The torch for the Atlanta 1996 Olympic Games included 22 aluminum reeds, one for each of the modern Olympic Games held to that point. The center of the torch, where it is held, is Georgia pecan wood, with wider gold bands at the top and bottom of the torch.
The names of each Olympic host city are etched in the gold band at the bottom of the torch.
As is custom, the torch was first lit in Greece and then flown to the United States, where the first torch carrier upon arrival was 1960 decathlon gold medalist Rafer Johnson. It was Johnson who was the final torch bearer at the previous Olympics in the United States, the Los Angeles 1984 Olympic Games.

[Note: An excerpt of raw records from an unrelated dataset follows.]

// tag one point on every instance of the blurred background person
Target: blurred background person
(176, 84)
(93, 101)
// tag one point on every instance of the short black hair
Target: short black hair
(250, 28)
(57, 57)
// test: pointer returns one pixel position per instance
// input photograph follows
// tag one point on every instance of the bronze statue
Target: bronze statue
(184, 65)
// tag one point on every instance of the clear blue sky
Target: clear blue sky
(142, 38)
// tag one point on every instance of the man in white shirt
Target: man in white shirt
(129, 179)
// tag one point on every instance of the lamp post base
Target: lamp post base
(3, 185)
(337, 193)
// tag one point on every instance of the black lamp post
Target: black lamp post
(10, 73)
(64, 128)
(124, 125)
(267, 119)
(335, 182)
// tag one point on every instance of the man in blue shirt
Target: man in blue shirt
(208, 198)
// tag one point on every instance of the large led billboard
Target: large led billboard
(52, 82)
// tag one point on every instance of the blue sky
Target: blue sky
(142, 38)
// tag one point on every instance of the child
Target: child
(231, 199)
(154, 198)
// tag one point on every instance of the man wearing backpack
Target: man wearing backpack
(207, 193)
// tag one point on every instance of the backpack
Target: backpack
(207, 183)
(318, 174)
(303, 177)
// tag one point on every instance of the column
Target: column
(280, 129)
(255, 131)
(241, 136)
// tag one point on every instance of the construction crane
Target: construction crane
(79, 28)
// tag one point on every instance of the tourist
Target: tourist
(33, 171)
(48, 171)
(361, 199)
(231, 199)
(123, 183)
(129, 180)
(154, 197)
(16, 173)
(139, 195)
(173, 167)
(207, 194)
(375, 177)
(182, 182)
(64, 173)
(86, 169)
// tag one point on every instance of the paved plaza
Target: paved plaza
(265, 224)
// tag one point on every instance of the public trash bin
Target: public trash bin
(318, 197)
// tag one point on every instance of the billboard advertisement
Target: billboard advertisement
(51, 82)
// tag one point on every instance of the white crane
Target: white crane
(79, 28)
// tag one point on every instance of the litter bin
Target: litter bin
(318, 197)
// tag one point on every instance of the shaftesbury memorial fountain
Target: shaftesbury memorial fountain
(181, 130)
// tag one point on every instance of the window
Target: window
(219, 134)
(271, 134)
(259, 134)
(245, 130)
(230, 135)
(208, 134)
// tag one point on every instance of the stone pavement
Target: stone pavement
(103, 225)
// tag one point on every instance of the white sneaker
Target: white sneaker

The torch then traveled cross-country on a more than 15,000-mile journey, with 12,467 torch bearers. There was even a trip into space aboard the Space Shuttle Columbia.
The penultimate torch bearer was swimmer Janet Evans, a four-time gold medalist. She had the responsibility of carrying the flame to 1960 boxing gold medalist Muhammad Ali, who lit the Olympic Flame in what became an all-time Olympic moment.
“To stand there in front of the world and inspire even more young people like myself, to be and do and accomplish anything we want to do, it was an epiphany for me,” said Evans, noting that while the Atlanta 1996 Olympic Games were her third Olympics, this was the first time she attended the Opening Ceremonies because swimmers usually remained home to rest for competition the day after the Ceremonies. “It was a defining moment in my Olympic career.”
The Atlanta 1996 Olympic Games featured athletes from 197 nations competing in 271 medal events. The United States led the medal count with 101 medals: 44 gold, 32 silver and 25 bronze.
The Atlanta Paralympics featured athletes from 104 nations competing in 508 medal events. The United States claimed 159 medals: 47 gold, 46 silver and 66 bronze.